In a message on his Facebook page, Dr. Essam El-Erian, Freedom and Justice Party (FJP)’s Vice-Chairman, said: "The Muslim Brotherhood and the FJP are still the most determined, among all political, national parties and stakeholders, to build bridges of cooperation and dialogue with all groups, movements, currents and parties.
This came hours after Dr. Mohamed ElBaradei, founder of the so-called National Salvation Front, called for political consensus as a means of achieving economic recovery.
"The Muslim Brotherhood held a series of dialogue sessions or conferences under the title ‘Dialogue for Egypt’ over long months before and after the revolution. These sessions were attended by the elite, especially after the revolution. The Brotherhood participated in all forms of cooperation activities since the eighties of the last century, with high-level representation, for the sake of serious democratic reforms."
Erian went on, saying: "After his election, President Mohamed Morsi met with all symbols and representatives of Egypt’s political parties at Itehadia presidential palace, and listened to what they had to say, showing extreme patience as some of them dealt harsh criticism. FJP Chairman Katatni and other FJP leaders had continuous contact with all political parties and the elite, and still do, to this day, for consultation and exchange of opinions and advices.
"Economic reform is a basic Egyptian demand, not the result of any foreign pressure or linked to any international institutions. The IMF loan is a seal of approval, a vote of confidence that Egypt’s economy will soon recover. But it is not a condition for such recovery. Egypt and its leadership will not accept any political preconditions. The President, political parties and national forces should not allow any international or foreign parties to interfere in issues that arise among them."
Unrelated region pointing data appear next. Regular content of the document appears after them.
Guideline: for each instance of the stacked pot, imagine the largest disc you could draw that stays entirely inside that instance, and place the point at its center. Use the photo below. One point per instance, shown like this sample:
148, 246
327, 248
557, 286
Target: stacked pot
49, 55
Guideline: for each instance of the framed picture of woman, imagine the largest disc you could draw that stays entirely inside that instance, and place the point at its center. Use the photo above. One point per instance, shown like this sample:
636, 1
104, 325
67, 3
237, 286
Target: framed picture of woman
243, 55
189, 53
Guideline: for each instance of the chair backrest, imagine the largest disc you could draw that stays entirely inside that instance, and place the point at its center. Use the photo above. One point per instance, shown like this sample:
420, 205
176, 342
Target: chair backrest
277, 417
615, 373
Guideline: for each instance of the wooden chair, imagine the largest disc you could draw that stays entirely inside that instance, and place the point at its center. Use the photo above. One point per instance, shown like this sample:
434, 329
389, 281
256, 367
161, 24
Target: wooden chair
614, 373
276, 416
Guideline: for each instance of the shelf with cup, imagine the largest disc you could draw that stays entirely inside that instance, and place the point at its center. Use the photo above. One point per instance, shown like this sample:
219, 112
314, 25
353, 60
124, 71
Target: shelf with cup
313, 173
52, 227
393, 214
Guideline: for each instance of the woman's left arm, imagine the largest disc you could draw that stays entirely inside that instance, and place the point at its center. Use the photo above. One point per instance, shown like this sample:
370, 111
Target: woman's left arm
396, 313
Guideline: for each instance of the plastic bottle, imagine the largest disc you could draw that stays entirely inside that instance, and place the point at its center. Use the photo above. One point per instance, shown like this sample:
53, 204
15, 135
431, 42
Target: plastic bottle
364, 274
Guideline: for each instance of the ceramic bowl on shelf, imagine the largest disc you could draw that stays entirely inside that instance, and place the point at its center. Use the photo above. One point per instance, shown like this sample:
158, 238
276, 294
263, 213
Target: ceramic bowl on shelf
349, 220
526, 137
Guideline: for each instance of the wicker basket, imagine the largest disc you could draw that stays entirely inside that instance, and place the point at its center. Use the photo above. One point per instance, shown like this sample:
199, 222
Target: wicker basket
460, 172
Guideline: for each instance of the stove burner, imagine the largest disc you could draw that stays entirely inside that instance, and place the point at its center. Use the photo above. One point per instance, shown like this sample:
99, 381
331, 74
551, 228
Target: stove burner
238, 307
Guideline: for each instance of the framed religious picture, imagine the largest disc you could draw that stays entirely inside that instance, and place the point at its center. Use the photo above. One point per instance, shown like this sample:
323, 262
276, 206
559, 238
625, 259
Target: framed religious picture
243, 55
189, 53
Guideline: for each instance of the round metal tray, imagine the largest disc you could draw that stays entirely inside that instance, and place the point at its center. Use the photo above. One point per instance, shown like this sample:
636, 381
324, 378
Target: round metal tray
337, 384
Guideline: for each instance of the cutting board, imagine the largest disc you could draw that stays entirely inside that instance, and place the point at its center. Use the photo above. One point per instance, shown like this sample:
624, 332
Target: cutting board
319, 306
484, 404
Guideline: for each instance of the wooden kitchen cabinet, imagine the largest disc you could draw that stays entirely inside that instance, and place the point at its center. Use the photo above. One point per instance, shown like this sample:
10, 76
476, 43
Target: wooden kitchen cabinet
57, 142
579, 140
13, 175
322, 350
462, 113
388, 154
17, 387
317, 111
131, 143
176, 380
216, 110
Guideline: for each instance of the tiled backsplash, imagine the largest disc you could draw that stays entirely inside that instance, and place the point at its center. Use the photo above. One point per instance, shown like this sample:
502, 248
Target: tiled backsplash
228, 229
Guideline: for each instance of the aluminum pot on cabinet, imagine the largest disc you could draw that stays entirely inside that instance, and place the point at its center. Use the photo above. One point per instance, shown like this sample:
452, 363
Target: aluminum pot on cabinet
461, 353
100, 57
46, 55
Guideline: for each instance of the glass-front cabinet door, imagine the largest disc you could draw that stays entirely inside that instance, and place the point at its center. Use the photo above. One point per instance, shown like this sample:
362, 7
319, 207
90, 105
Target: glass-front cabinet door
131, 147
Dr. Erian added, "Egypt will rise, forge forward and progress. It will choose with its free will its House of Representatives, which will give the Government a vote of confidence, or form a new government, as the case may be. Egypt will witness genuine reforms, a real renaissance and significant progress, with the hard work and endeavors of Egypt’s workers, men and women, Muslims and Christians, young and old, in farms and fields, in factories and companies, in all fields and walks of life."